Depending on the number of patients and staff, a suitable period of time must be allowed for each meeting. The team meeting constitutes the interface for exchange of ideas, discussion, reporting and recording of progress and future plans (25, 44). Appropriate outcome measures may be evaluated and recorded. The discussion should be based around patient goals in order to provide appropriate focus (17). Meetings are chaired by the PRM specialist, who should direct discussion where appropriate for effectiveness. The role of chairperson requires a high level of inter-personal skills, and the meeting should ensure equitable discussion for each patient and staff member (15, 19, 45). At the same time, all team members bear responsibility for the smooth order of the meeting, rather than devolving this to the chairperson. In some instances, written rules may be required to ensure acceptable behaviour and respect for all staff. All team members have equal status and decisions are made by the team for each patient. However, as discussed previously, overall responsibility usually lies with the physician, who therefore must be comfortable with the ultimate decision.

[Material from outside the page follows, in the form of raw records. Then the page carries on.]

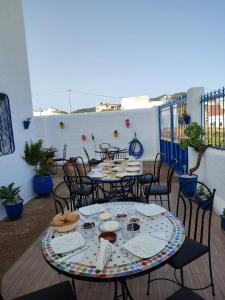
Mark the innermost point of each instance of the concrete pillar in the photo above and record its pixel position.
(193, 103)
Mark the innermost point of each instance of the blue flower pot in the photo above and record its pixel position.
(188, 184)
(43, 185)
(26, 124)
(187, 119)
(223, 222)
(205, 204)
(14, 211)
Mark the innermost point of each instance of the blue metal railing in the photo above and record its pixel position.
(171, 130)
(213, 118)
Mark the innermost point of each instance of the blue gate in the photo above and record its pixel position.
(171, 130)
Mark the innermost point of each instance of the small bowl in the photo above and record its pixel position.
(109, 236)
(134, 220)
(121, 216)
(133, 227)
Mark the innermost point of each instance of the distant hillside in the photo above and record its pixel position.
(82, 110)
(173, 96)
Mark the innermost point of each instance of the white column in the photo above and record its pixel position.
(193, 103)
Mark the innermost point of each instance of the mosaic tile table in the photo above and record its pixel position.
(121, 265)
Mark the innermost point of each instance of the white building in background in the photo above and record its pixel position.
(139, 102)
(45, 112)
(107, 106)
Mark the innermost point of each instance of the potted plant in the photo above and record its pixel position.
(10, 198)
(202, 196)
(223, 220)
(186, 118)
(193, 138)
(26, 123)
(38, 157)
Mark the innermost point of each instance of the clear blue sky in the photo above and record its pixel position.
(122, 48)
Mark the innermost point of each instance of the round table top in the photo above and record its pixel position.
(82, 266)
(97, 174)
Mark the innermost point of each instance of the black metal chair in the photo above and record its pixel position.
(58, 291)
(61, 197)
(92, 161)
(161, 189)
(148, 178)
(185, 294)
(79, 190)
(196, 217)
(57, 160)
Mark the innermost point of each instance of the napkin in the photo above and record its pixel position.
(105, 252)
(67, 242)
(145, 246)
(151, 210)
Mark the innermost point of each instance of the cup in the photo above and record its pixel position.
(88, 230)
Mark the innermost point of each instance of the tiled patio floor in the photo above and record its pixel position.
(30, 273)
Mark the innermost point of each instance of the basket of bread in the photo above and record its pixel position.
(65, 222)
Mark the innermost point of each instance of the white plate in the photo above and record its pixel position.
(91, 209)
(145, 246)
(133, 163)
(67, 242)
(132, 169)
(120, 175)
(151, 210)
(110, 226)
(97, 175)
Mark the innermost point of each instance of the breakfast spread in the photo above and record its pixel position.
(65, 222)
(105, 216)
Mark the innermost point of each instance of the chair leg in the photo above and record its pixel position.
(168, 200)
(160, 197)
(74, 289)
(149, 279)
(182, 277)
(211, 276)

The family and patient are an integral part of the team, and regular meetings with the team should be organized to discuss patient progress and future plans (43).

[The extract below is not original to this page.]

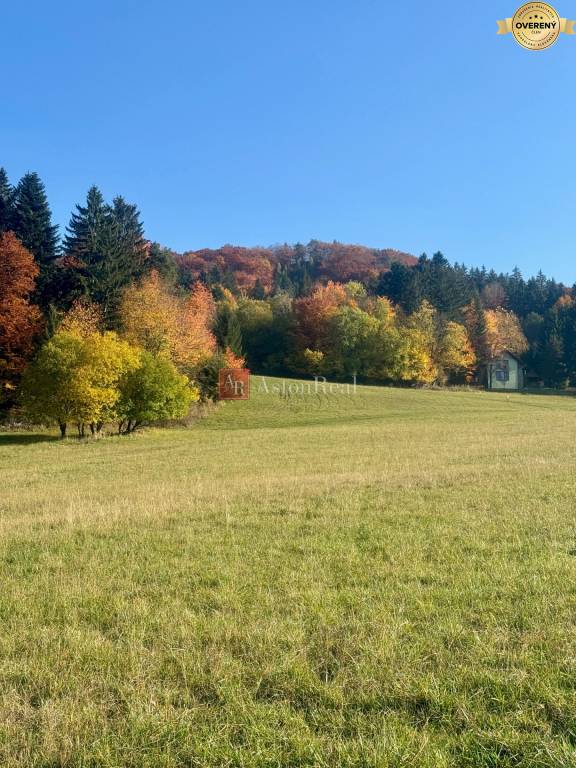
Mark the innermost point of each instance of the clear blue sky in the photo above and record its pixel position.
(406, 125)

This model can be extended to apply to outpatients as well as inpatients, although it requires a coordinator role to ensure the selection of appropriate patients for discussion at each meeting. The treatment of outpatients often involves several professionals in different organizations, and may require some individuals to cover other roles or pass on information. Hence, excellent organization and collation of information is imperative for such meetings.

In contrast to post-acute specialized rehabilitation services, acute or hyperacute clinical settings often have different demands. The normal interdisciplinary meeting may be less applicable when the patient status is rapidly evolving and communication of day-to-day changes is vital between team members. At this stage, acute specialists are more likely to be responsible for the patient, but PRM physicians should still be involved as early as possible in acute rehabilitation (46). This input is important for assisting the later rehabilitation process and limiting the risk of complications. It also informs the process of timely transfer to a rehabilitation ward, where appropriate (4, 25).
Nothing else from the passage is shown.